EU scheduled to release draft Brexit withdrawal treaty
- EUR - ECB President Draghi Speaks
- USD - New Home Sales
- NZD - Trade Balance
Yesterday saw a quiet start to the week, with no high tier economic data on the economic docket. European Central Bank President, Mario Draghi will be testifying on the monetary policy and inflation outlook before the European Parliament Economic and Monetary Affairs Committee. Across the pond, FOMC member, Randal Quarles will be delivering a speech at the National Association of Business Economics Policy Conference titled ‘An Assessment of the US Economy.’

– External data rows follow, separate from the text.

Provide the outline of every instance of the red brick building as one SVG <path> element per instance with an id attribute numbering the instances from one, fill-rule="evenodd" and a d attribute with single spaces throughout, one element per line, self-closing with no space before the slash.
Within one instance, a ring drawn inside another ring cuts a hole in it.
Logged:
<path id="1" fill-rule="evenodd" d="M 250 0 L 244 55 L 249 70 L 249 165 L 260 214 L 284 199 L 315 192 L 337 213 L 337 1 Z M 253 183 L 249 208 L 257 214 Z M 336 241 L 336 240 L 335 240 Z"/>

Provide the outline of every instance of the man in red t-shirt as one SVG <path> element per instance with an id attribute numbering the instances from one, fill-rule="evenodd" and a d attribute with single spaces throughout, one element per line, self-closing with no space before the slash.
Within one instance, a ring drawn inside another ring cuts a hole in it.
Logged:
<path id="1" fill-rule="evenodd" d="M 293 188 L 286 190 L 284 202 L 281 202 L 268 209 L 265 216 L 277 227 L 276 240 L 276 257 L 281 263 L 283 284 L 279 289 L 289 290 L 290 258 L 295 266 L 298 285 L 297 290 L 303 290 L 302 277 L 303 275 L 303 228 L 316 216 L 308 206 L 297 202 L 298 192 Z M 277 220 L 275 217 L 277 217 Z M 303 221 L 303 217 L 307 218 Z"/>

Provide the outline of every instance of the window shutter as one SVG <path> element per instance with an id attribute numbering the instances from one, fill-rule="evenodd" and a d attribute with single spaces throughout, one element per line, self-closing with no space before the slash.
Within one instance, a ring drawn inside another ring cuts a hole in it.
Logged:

- USD - Core Durable Goods Orders m/m
- CAD - Annual Budget Release
- NZD - ANZ Business Confidence
The European Union are scheduled to release a draft Brexit withdrawal Treaty. The 100-page document will outline the legal details of how the EU expect the UK to withdraw from the block next March. It is expected that this document will ignore UK Prime Minister, Theresa May’s latest requests on flexibility over the end date of the transition period and the Northern Ireland border issue. However, the document is expected to detail the last resort option for Northern Ireland, which will see it staying part of the EU’s regulatory regime, in order to avoid a hard border with the Republic of Ireland. UK government officials have warned this document is unlikely to be balanced and reflective of both sides, but an attempt to push the EU’s own agenda.
The Eurozone’s Economic Confidence Index, fell for the second consecutive month, after posting 17-year highs back in December. The Index posted 114.1, which was in line with the expected 114.0 reading. The Business Climate Report, posted 1.48, the lowest level since October. Three of the largest economies within the Eurozone showed a decline in their Consumer Sentiment Report; Germany, France and Spain. However, despite the upcoming uncertain Italian election, Italy’s index showed a rise in consumer confidence.
Federal Reserve Chair, Jerome Powell is scheduled to speak before the House Financial Services Committee in Congress this afternoon. This will be his first appearance in Congress since taking over the helm of the Fed from Janet Yellen at the beginning of the month. Although he is expected to mention that the economy is stronger than the Fed were expecting, he is not expected to go into details as to the pace of rate hikes for the year as the FOMC update their economic forecasts in March. However, the markets will be closely watching his responses to the Committees questions for any hawkish hints, especially with four rate hikes on the cards.